3D halo result with fixed \(\varepsilon _1\). Left: time elapsed for the hierarchical approach and the brute-force approach. Middle: location accuracy of the MBP approximation for different halos with different structures and numbers of particles. Right: Potential error between the approximated MBP and the global MBP.

We also examine our algorithm by gradually reducing the neighborhood radius \(\varepsilon _1\) by half along each level. Accordingly, \(\varepsilon \) is scaled by half as well along each level. Figures 10 and  11 show the effect of having \(N_s=100\) and \(N_s=10\) seed particles, respectively, where the initial \(\varepsilon _1=0.3\) and scaled by half along each level. We can see that the computational time saved is slightly better than without scaling \(\varepsilon _1\). We also note that the accuracy has kept relatively similar to the case where \(\varepsilon _1\) is fixed in terms of finding the \(X_p\). Furthermore, if we examine the relative error between the potential values \(P(X_p)\) and \(P(X_{\tilde{p}})\), we obtain a mean of these errors to be \(10^{-3}\). This suggests that our hierarchical algorithm can find the local minimum if not the global minimum. This capability is also useful since the local minimum of the MBP optimization problem also obtains important features [11]. We note that the oscillatory behavior of the time elapsed and the MBP error on halos with relatively small number of particles are due to the different hierarchical levels required for different structures (such as number of local minima).

Fig. 10.

Result of applying the hierarchical method for the same set of halos with \(N_s=100\), and \(\varepsilon _1\) scaled by half along each level.

Fig. 11.

Result of applying the hierarchical method for the same set of halos with \(N_s=10\), and \(\varepsilon _1\) scaled by half along each level.

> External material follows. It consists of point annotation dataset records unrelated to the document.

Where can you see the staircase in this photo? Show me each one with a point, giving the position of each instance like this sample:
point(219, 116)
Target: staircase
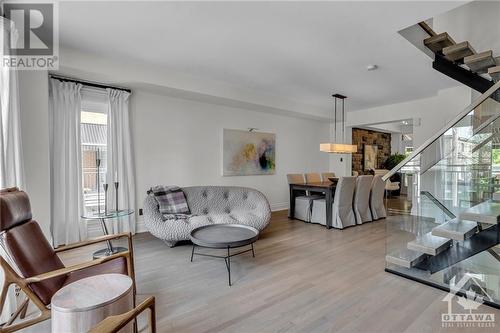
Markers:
point(452, 229)
point(461, 62)
point(453, 233)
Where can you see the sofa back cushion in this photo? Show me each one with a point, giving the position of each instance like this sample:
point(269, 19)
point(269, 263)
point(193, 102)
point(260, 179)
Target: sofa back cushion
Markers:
point(215, 200)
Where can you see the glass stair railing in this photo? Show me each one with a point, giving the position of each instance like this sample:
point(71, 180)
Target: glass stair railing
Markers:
point(452, 230)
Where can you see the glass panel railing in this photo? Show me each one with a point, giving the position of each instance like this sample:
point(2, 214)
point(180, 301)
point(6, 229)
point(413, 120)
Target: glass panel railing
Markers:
point(457, 169)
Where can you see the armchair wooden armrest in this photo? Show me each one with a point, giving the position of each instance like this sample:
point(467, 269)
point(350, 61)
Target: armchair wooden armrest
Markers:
point(93, 241)
point(115, 323)
point(69, 269)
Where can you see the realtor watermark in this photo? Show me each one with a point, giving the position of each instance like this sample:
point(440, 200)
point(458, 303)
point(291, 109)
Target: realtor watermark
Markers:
point(29, 39)
point(475, 296)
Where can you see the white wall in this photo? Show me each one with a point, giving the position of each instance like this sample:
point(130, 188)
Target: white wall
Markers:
point(178, 141)
point(34, 97)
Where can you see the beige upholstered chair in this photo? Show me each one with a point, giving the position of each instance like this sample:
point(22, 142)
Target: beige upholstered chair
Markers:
point(342, 212)
point(362, 199)
point(389, 186)
point(377, 198)
point(326, 175)
point(313, 177)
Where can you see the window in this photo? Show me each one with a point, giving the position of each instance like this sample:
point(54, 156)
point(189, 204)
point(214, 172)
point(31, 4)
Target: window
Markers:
point(94, 125)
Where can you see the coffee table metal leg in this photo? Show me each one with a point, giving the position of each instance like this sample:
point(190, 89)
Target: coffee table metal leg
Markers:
point(229, 265)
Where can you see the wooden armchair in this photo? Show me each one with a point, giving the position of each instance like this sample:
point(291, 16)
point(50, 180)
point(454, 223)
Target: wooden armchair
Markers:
point(36, 269)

5 Conclusion and Future Work

We propose a hierarchical framework to accelerate the performance of finding a halo center, in particular, the MBP. Instead of using an exact calculation to find the global MBP, which is extremely expensive because of the large number of particles in a typical halo, we explore the smooth property and the hierarchical structure of the BP map and approximate the global BP only by the local information. The preliminary numerical results suggest that our method is comparable to fast multipole method (even slightly better) in terms of both speed and accuracy, and show dramatic speedup compared with the most common brute-force approach. On the other hand, comparing to existing methods, our approach provides a more flexible framework to incorporate domain knowledge, such as linkage length used to define a halo, to optimally choose the hyper parameters \(\epsilon \) and \(\epsilon _1\) used in the Algorithm 1.

Therefore, opportunities remain to further accelerate the performance. First, one can explore different ways of performing tree data structure, such as R-tree [3], to better exploit the geographical correlations among particles. Furthermore, one can explore ways to shrink the range search parameter along each level guided by the density of the local region. For example, if the density is high, the search parameter \(\varepsilon _1\) should not decrease. Another key area of investigation is the initial sampling strategy. We believe the algorithm presented in this work can be generalized to other applications that share the same feature as halo center finding, such as approximation of the pairwise distance matrix.